Thursday, December 06, 2007

I'm pretty sure dew tastes like water

Sometimes, it becomes clear that I could focus exclusively on insane reviews to fill this blog. I won't, but this New Yorker restaurant review is vintage food-critic nuttiness. It's so crazy, I won't even interupt the flow with any snarky comments, though I will highlight a few of the odder turns of phrase--and keep in mind that this is a positive review.
A simple apéritif of shochu, garnished with tiny morsels of pear cut in leaf and star shapes, tastes the way you imagine dew might. Monkfish liver is presented in a vase of pebbles, abalone on a cushion of salt; you get to sear small rectangles of beef on a terrifyingly hot shiny stone. Dried mullet roe (which you grill over an open flame) looks like carrot, has the consistency of bean curd, and tastes like anchovy, only more so. Coupled with a rectangular tablet of daikon radish, it looks uncannily like a mah-jongg tile.
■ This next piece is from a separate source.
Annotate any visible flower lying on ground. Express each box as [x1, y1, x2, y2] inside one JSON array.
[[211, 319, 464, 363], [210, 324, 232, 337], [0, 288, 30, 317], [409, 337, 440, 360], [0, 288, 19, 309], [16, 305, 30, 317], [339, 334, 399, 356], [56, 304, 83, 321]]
Aigamo duck comes with a cake of mochi—a kind of rice polenta with a texture between dough and string cheese but stickier than either. (In Japan, people occasionally suffocate while eating it.) The kaiseki meal culminates in a dish that might seem plain: steamed rice. But the silvery Koshihikari rice from Uonuma is highly prized, and here it is served with condiments including twice-grilled salmon as light and brittle as a cracker and as salty and desiccated as jerky.

I just love how the writer throws into a parenthetical aside the fact that a rice dish served here has actually, you know, killed people. But, mangia!

2 comments:

punkinsmom said...

Dried mullet roe that looks like a mah-jongg tile! What's not to love?

Anonymous said...

do people acutally eat any of that crap?